@IstvanV I saw that in your sprite example you were able to count the exact time of the drawing code. I hope it's not a stupid question to ask you for the principles of applying the waits to instruction timings... I guess it's based on the source/destination memory segment (if it has wait states) or is there another factor?
Wait states generated by DAVE (if enabled on port BFh) are simple, they add 1 cycle to all memory accesses (00h) or only M1 reads (04h). The latter are the first byte of simple instructions with no prefix, or the first two bytes with CB/DD/ED/FDh prefix. Also, according to tests by Zozosoft, it seems that DAVE waits 2 cycles on turbo machines. But in programs where speed is important, wait states are disabled, so all the above does not matter.
Video memory and NICK I/O port timing are more complex: within each 889846 Hz "slot" (1 character), the Z80 is allowed access to one byte at a specific time, and it always needs to wait at least a certain amount of time (a few ns more than 5/16 of a character, and there is also few ns difference depending on the type of access - normal memory, M1 memory, and I/O). This is implemented by the NICK chip halting the Z80's clock, which it can do in 1/2 clock cycles (1/8000000 s on normal non-turbo machines). There is a test run on real machines
here that measures the average time between video memory accesses at various intervals in Z80 cycles.

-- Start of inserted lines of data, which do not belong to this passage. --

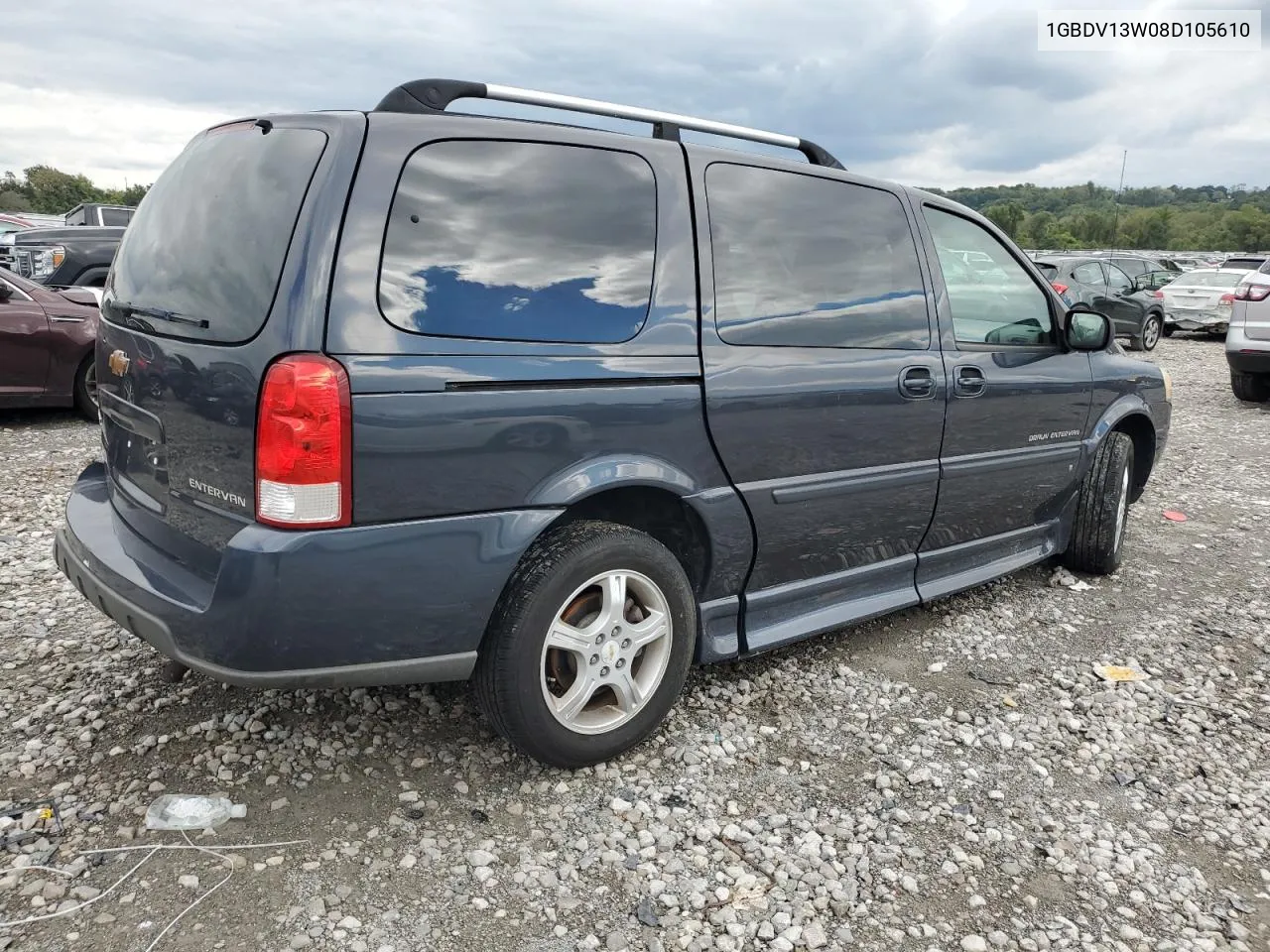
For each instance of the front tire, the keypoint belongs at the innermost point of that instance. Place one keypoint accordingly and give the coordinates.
(85, 390)
(1254, 388)
(588, 647)
(1102, 509)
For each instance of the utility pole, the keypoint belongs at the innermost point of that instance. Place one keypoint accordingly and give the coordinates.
(1115, 222)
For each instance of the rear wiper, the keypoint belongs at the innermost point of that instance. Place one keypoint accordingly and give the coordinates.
(130, 309)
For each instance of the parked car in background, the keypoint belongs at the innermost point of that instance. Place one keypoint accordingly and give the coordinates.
(1201, 301)
(95, 214)
(64, 257)
(1135, 266)
(1245, 262)
(839, 430)
(40, 220)
(1135, 312)
(10, 222)
(46, 345)
(1247, 340)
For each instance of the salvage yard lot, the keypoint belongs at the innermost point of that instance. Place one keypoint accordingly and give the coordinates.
(948, 778)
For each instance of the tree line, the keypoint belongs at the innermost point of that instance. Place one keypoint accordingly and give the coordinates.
(1174, 218)
(49, 190)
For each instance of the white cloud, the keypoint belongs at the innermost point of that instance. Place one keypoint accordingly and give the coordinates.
(931, 91)
(109, 139)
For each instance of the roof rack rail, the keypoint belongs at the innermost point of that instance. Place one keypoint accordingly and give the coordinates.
(432, 95)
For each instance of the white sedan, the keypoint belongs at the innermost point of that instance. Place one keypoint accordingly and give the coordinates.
(1201, 299)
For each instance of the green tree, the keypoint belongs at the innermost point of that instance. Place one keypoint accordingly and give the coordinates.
(55, 191)
(1007, 216)
(1034, 232)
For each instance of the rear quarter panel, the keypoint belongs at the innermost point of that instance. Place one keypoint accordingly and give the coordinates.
(449, 425)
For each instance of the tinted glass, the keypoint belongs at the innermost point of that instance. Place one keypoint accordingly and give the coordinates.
(808, 262)
(1207, 280)
(1132, 266)
(209, 239)
(1116, 278)
(997, 306)
(521, 241)
(116, 216)
(1088, 273)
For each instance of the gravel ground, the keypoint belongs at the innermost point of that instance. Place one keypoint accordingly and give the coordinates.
(947, 778)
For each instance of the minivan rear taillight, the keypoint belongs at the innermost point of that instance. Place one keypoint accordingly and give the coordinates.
(1247, 291)
(304, 443)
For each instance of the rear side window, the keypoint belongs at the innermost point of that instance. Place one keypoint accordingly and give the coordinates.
(807, 262)
(1089, 273)
(521, 241)
(209, 238)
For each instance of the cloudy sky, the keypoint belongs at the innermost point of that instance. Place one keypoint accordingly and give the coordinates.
(928, 91)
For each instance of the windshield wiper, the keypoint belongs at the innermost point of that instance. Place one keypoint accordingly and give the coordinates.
(130, 309)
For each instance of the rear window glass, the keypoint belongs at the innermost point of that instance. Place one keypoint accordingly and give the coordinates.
(521, 241)
(807, 262)
(116, 216)
(209, 238)
(1207, 280)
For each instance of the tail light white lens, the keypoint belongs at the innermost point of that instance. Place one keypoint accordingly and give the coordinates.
(1247, 291)
(304, 443)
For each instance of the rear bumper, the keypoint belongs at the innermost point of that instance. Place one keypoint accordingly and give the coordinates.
(377, 604)
(1198, 320)
(1245, 354)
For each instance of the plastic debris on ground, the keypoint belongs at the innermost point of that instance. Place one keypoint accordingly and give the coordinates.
(189, 811)
(1119, 673)
(1064, 579)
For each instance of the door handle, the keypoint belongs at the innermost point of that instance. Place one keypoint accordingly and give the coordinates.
(968, 381)
(916, 384)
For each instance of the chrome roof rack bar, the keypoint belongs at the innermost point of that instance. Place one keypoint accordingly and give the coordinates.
(432, 95)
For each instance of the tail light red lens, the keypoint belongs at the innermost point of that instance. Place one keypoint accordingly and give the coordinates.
(304, 467)
(1247, 291)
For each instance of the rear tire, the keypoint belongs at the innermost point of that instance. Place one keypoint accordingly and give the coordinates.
(524, 683)
(1252, 388)
(1148, 335)
(1102, 509)
(85, 390)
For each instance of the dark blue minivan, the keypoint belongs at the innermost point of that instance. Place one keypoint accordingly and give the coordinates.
(412, 395)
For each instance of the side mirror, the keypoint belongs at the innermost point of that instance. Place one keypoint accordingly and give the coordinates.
(1087, 330)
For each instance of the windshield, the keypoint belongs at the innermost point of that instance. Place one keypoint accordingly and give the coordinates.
(211, 236)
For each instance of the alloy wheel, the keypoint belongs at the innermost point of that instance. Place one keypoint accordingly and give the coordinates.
(606, 652)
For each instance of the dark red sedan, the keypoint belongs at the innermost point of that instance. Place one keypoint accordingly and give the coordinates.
(46, 345)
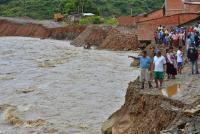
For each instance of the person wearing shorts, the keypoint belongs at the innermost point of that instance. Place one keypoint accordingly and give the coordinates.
(145, 64)
(180, 59)
(159, 63)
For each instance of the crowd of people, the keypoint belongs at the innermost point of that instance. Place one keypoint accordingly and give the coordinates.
(178, 42)
(176, 36)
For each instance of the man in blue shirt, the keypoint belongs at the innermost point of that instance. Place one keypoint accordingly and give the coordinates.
(145, 66)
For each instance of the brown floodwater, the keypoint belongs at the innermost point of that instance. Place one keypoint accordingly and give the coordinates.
(72, 89)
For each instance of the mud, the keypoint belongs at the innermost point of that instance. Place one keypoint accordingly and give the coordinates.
(40, 29)
(111, 38)
(55, 82)
(174, 109)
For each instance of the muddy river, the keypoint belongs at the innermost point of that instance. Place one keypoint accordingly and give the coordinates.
(73, 90)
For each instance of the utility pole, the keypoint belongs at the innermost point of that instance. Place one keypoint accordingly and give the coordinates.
(24, 4)
(82, 6)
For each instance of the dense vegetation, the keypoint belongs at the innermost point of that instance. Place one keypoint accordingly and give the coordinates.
(44, 9)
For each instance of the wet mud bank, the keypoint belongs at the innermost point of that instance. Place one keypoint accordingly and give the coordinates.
(151, 112)
(43, 29)
(101, 37)
(107, 37)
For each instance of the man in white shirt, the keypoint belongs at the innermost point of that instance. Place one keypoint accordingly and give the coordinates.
(159, 69)
(179, 55)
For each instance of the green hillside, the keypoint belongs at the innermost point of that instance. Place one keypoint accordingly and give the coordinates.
(44, 9)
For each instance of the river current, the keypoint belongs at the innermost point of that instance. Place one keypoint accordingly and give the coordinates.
(72, 89)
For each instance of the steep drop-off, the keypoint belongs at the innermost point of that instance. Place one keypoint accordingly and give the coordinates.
(150, 112)
(106, 37)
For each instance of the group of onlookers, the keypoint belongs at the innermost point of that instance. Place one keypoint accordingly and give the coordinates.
(157, 63)
(176, 36)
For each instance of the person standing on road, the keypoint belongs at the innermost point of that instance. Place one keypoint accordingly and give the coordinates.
(159, 63)
(145, 67)
(192, 55)
(179, 55)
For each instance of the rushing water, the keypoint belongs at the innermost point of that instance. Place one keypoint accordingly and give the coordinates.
(73, 89)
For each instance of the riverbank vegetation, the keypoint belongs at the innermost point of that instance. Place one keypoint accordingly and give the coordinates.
(44, 9)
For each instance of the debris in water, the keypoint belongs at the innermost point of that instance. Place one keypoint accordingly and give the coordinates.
(17, 122)
(26, 90)
(171, 90)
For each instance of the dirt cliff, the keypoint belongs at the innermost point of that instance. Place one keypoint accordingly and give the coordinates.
(102, 37)
(106, 37)
(30, 28)
(151, 112)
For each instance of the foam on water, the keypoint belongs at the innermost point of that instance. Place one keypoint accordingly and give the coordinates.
(74, 89)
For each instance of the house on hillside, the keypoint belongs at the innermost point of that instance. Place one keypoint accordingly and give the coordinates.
(172, 13)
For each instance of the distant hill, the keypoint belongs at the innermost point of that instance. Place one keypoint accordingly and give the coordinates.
(44, 9)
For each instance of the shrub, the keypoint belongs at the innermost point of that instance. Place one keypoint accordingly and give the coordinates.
(111, 21)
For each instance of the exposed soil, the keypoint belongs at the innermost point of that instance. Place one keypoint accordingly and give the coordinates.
(105, 37)
(30, 28)
(152, 112)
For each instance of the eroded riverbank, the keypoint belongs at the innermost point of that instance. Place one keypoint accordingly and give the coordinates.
(173, 110)
(73, 90)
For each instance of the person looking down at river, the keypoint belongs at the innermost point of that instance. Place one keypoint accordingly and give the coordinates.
(159, 64)
(145, 68)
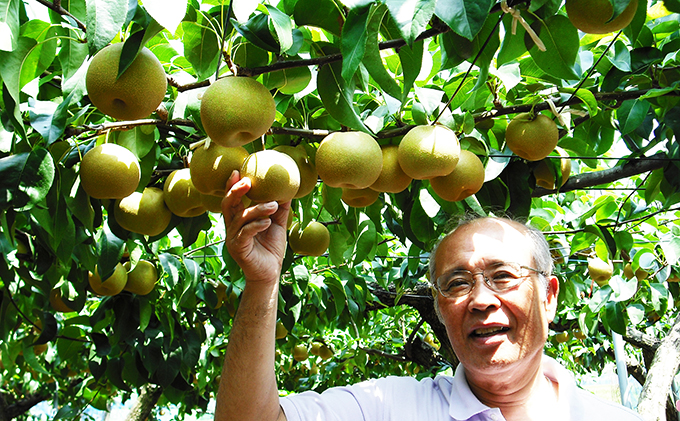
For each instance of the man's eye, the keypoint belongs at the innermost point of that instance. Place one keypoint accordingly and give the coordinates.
(503, 275)
(457, 283)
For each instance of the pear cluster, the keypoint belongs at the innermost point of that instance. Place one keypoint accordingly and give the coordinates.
(594, 16)
(139, 280)
(236, 110)
(136, 93)
(355, 162)
(531, 136)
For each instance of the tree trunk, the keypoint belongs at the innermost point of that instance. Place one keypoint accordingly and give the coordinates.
(3, 408)
(660, 375)
(145, 403)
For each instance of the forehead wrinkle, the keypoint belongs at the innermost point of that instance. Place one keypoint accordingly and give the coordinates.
(484, 242)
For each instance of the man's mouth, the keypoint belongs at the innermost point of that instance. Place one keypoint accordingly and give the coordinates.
(489, 331)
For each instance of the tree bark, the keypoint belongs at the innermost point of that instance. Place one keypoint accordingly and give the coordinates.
(660, 375)
(145, 402)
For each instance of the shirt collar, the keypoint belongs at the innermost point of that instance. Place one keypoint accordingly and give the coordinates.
(465, 405)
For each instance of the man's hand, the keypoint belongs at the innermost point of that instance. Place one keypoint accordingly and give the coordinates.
(256, 240)
(256, 236)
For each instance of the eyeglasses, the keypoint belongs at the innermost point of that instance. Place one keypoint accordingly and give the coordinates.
(499, 277)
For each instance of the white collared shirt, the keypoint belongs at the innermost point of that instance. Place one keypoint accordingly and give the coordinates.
(443, 398)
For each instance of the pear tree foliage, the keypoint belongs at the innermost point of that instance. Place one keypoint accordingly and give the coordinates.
(364, 308)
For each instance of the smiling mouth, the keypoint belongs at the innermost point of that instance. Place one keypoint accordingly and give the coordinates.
(485, 332)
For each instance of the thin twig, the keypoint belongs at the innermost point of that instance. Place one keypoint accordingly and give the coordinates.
(60, 10)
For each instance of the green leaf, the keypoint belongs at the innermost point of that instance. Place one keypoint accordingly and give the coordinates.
(366, 241)
(670, 245)
(320, 13)
(489, 31)
(636, 313)
(49, 119)
(619, 56)
(25, 179)
(72, 54)
(282, 26)
(584, 95)
(372, 58)
(110, 249)
(605, 235)
(13, 112)
(256, 30)
(672, 5)
(353, 46)
(412, 61)
(513, 44)
(131, 46)
(104, 20)
(464, 17)
(201, 48)
(9, 24)
(631, 114)
(421, 223)
(338, 97)
(562, 44)
(169, 13)
(14, 65)
(411, 16)
(618, 7)
(172, 266)
(615, 317)
(338, 293)
(69, 345)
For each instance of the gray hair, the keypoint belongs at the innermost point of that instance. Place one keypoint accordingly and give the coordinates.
(540, 250)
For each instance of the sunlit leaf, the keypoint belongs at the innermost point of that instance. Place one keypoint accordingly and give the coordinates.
(464, 17)
(104, 19)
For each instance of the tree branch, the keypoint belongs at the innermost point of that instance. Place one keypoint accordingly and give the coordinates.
(145, 402)
(591, 179)
(420, 298)
(57, 8)
(24, 405)
(660, 375)
(320, 61)
(641, 340)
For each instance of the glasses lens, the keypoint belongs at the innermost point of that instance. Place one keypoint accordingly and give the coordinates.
(504, 276)
(455, 284)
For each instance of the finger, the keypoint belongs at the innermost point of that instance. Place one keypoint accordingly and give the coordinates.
(247, 216)
(281, 216)
(232, 203)
(260, 211)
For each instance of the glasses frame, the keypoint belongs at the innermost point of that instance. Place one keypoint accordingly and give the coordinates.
(489, 284)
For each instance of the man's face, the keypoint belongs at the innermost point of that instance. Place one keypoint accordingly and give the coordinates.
(492, 331)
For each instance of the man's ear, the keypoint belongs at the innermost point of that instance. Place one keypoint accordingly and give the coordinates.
(551, 297)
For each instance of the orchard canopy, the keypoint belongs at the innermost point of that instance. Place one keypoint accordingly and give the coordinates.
(381, 67)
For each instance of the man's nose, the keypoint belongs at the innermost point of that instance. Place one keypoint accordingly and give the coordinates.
(482, 297)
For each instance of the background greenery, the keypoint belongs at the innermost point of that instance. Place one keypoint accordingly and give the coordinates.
(377, 66)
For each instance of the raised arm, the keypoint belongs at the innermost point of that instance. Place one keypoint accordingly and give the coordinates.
(256, 240)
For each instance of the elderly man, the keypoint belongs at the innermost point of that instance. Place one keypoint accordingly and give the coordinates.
(496, 296)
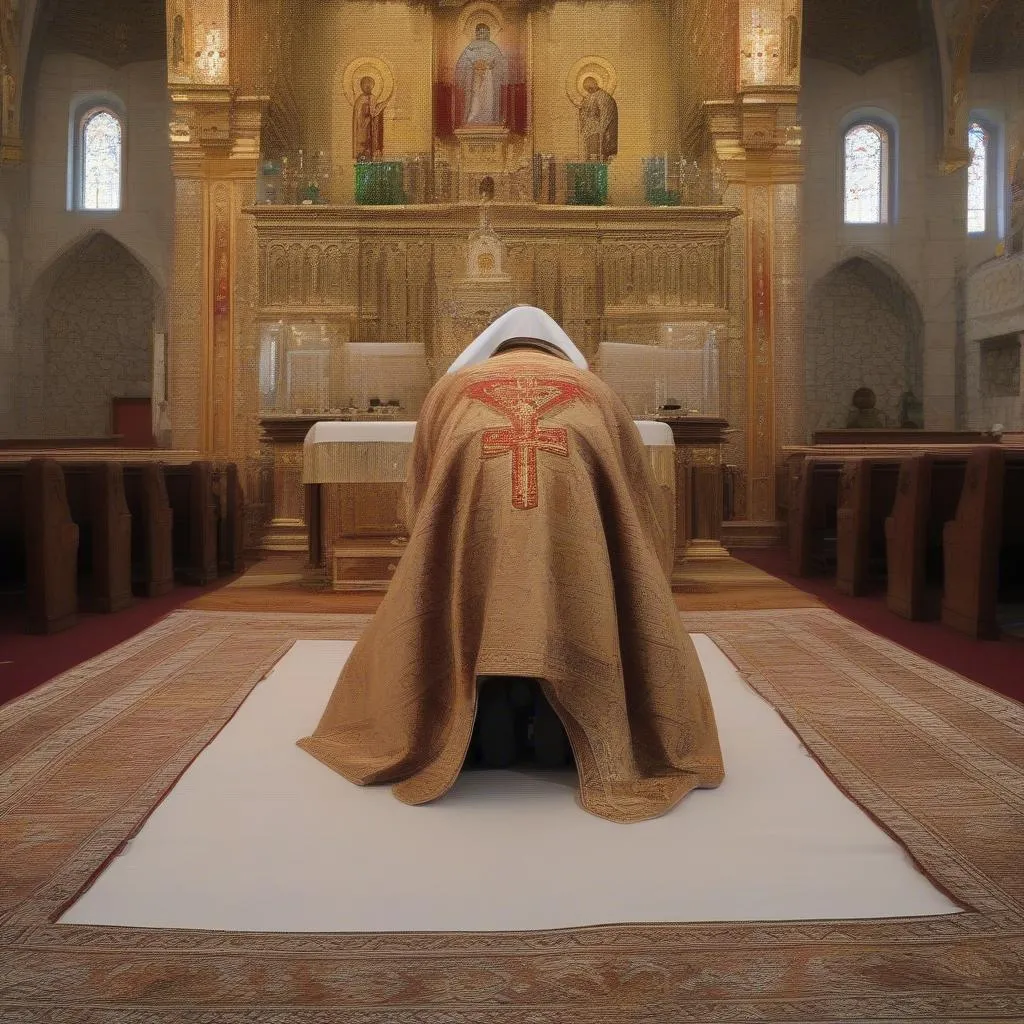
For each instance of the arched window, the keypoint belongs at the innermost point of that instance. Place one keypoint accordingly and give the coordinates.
(865, 174)
(98, 156)
(977, 179)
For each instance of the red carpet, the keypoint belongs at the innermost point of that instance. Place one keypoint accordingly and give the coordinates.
(28, 660)
(996, 664)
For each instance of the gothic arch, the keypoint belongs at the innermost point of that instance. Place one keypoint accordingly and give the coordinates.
(86, 337)
(863, 329)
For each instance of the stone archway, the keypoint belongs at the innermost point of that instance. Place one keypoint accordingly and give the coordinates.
(863, 329)
(88, 331)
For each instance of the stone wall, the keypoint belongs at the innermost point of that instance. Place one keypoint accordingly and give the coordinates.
(862, 330)
(43, 231)
(96, 336)
(926, 244)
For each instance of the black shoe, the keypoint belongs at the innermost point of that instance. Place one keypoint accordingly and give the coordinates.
(551, 744)
(496, 726)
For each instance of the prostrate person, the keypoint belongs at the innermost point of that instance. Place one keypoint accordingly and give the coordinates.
(532, 553)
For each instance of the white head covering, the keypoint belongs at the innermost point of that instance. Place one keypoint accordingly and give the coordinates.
(520, 322)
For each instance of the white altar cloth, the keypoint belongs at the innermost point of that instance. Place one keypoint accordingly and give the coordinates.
(370, 452)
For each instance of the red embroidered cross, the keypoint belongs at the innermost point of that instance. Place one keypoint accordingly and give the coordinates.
(523, 400)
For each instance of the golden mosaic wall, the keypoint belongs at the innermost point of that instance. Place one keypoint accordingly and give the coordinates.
(714, 81)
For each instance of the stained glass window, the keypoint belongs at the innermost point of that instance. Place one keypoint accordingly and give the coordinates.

For the calculations in the sprite code, I used a simplified model: add 1.5 cycles to the time between the video memory accesses, and then round up the result to an integer multiple of 4.5 cycles, and that is the real amount of time, with the wait states (stopped Z80 clock) added. In other words, the best case is 1.5 cycles of wait, and the worst case is 5.5 cycles. This is not entirely accurate, but it gives a reasonable estimate.
When calculating video memory timing, it should also be taken into account exactly when the accesses occur within the instruction. This can be found in the Z80 documentation. For example, an LD (HL), A instruction is two memory accesses, an M1 read at 2 cycles, and a normal write at 6.5 cycles.